She BAM! Galerie Laetitia Gorsy

Date

16.06 –22.07.2022

Curator

Anaïs Castro

Photography

dotgain.info

Text

Through her infinite rotation and tidal pull, the moon carries sediments from the deep ocean floor up to the shallow waters. During the low tide, the oceanic secrets are uncovered and revealed to the observant eye. Neap Notes refers to the scribbled lines in the sand are the result of the moon’s careful orchestration of the tides. Marie-Michelle Deschamps likes to imagine them as coded messages composed by our benevolent satellite. From citations of the Voynich Manuscript and of Robert Walser’s Microscripts in the artist’s recent work, encrypted language has become a prevalent thread throughout Marie-Michelle Deschamps’s practice. What is different here, however, is the consideration of a non-human form of communication, a hypothetical message descended from the skies to be inscribed in the sand that becomes the conceptual framework for the artist. In many ways, it is fitting that Deschamps be inspired in the movement of tides. As minerals and sediments are carried up and down the coastline, their inevitable rubbing and grinding turn them into smooth and polished surfaces – not unlike vitreous enamels. To understand Marie-Michelle Deschamps’s practice requires an engagement that is equal part rational and enigmatic. The materials she employs are staple to most architectural structures: copper, glass, metals. They convey a deep connection to the development of humanity. In the transitional period from the Bronze Age to the Iron Age, humans turned to alchemy to learn to heat and forage a new metal that would be better suited to their needs.
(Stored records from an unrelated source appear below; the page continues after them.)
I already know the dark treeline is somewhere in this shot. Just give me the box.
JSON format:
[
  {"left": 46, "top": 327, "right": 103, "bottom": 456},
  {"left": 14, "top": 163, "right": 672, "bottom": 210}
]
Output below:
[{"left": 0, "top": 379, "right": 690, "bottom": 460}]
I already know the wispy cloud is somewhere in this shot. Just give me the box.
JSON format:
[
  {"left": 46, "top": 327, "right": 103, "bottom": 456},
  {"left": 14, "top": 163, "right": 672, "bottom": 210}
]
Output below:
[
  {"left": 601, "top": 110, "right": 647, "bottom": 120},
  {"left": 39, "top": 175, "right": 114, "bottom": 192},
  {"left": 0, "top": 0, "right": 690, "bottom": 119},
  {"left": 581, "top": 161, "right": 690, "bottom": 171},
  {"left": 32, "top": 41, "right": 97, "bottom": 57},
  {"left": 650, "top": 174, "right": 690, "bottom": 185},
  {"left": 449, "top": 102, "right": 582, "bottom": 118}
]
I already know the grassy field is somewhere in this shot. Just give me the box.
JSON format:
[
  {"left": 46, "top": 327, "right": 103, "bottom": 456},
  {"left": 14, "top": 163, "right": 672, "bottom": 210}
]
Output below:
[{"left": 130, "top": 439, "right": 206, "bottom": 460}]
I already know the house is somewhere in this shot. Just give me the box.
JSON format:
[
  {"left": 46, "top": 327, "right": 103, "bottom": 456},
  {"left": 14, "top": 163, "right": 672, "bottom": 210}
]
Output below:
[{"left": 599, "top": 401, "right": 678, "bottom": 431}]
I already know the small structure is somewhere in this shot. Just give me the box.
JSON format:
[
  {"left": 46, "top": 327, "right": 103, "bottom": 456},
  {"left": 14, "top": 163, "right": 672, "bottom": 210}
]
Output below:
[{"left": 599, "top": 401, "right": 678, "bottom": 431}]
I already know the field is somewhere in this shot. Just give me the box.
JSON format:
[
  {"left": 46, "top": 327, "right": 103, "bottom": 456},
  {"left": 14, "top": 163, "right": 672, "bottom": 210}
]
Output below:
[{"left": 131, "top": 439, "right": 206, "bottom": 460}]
Deschamps’s tackling of her materials of choice carries this primeval connection to minerals and metals. She ascribes to fire the responsibility of the final appearance of her work. Her polished pieces are like marvelous jewels: precious and mythical. Their vibrantly hued surfaces bear hidden messages impossible to decipher that consume us with wonderment. Deschamps is attentive to the hidden forces that affect our lives. Certainly, to the authority of the moon over the movement of the seas, the transformative power of fire and the prophecy of water. In this exhibition, she also relies on good luck charms and trinkets and on a four-leaf clover to secure her good graces. Despite appealing to external powers, however, Marie-Michelle Deschamps’s practice really stems from within as a genuine recognition for a form of knowledge often overlooked, intuition.